Nelson has agreed to come to here and sit with Van Pilsum for a while though, because she is an old pro at this survival stuff.
For a few days back in January of 1997, a few snowy and polar day, the whole country knew Nelson's face. You might remember her as the South Dakota woman with the cell phone and the sleeping bag who survived 40 hours in her car at 40 below.
"Just kind of sat there. I talked to myself. I sang. I prayed. I just kept looking out to see if I could see anybody," she said.
And she did that for a day and a night, and another day and into the next night.
John Nelson will check Van Pilsum's temperature, pulse and blood pressure, every hour at first. She's been instructed to keep moving her fingers and hands. Nelson checks in periodically, this time, safe with the medic.
Hypothermia sets in when your temperature drops to 95 degrees. You'll see Van Pilsum's will drop lower than that in a minute. Your body's instinct is draw all of its warmth its core. Where the vital organs are feet, hands, arms and legs get cold first as they constrict and send blood to your body core. That causes your blood pressure to go up. Your pulse, too. You begin to shiver.
As you get colder below about 93 degrees, your body gets tired. Blood pressure and pulse, once elevated, plummet.
Eventually, your brain doesn't get enough oxygen. That's when people get disoriented and start feeling warm, maybe take off their jacket or clothes and get out of the car to walk where they freeze to death.
Body temperature below 90 degrees is very dangerous. The heart beats irregularly. That could mean heart attack or stroke.
By midnight, a little more than two hours into the test, the air temperature in the car is 36.5. Van Pilsum is starting to get a little uncomfortable but she's not in trouble yet.
Her body temperature drops to 96.5 and holds there.

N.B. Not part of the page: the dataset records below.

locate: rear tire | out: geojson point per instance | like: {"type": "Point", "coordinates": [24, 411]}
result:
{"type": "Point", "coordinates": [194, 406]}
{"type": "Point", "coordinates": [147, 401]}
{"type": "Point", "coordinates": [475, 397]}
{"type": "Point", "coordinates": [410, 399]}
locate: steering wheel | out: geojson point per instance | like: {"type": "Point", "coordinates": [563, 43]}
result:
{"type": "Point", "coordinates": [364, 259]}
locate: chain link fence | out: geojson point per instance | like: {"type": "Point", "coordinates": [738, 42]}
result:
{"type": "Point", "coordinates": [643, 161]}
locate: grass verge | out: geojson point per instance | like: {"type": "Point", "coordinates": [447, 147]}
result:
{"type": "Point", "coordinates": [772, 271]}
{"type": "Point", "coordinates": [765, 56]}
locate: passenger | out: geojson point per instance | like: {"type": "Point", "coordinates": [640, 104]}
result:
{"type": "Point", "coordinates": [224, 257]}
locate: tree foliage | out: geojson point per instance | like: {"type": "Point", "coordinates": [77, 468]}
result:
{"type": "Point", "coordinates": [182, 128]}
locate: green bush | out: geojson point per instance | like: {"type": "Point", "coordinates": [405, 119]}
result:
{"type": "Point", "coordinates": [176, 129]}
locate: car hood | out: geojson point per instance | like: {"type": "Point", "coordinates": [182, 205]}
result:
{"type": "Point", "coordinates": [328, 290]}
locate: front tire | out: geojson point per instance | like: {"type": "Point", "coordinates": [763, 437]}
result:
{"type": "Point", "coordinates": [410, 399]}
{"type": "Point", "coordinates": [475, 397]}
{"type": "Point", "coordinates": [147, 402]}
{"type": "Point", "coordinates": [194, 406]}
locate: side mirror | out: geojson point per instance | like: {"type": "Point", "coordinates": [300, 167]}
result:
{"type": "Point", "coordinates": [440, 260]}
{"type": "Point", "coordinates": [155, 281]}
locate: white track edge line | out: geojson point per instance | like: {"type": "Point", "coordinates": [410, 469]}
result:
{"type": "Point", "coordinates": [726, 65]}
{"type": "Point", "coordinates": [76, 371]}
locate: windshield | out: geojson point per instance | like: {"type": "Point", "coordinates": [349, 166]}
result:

Her blood pressure creeps up from 146 over 106 to 161 over 107. Her pulse holds at 88 or 89 beats a minute.
At 12:40, three hours in, her body temp drops only half a degree to 96 but she's working much harder to stay there. Blood pressure is up to 158 over 120. My pulse is up from 88 to 110.
John Nelson will start checking on her every 20 minutes, now.
"She'd be in real trouble in maybe another hour where she would really be getting impaired," he said.
It doesn't take that long. Three and a half hours into the test, at 1 a.m. her temp drops to 96 degrees.
"Your body says it's getting tired of this," Nelson said, four hours in at 2 a.m.
Van Pilsum's core body temperature drops two degrees in twenty minutes. She's at 94 degrees. Her blood pressure shoots up to 190 over 193. If she was not healthy, she'd be at risk of a stroke. But what most alarming is her pulse, once rising, it now drops and she's moving toward severe hypothermia. Her body is about to succumb to the cold. Not what she expected this soon.
Time to quit. Without any winter survival gear, she lasts just four hours.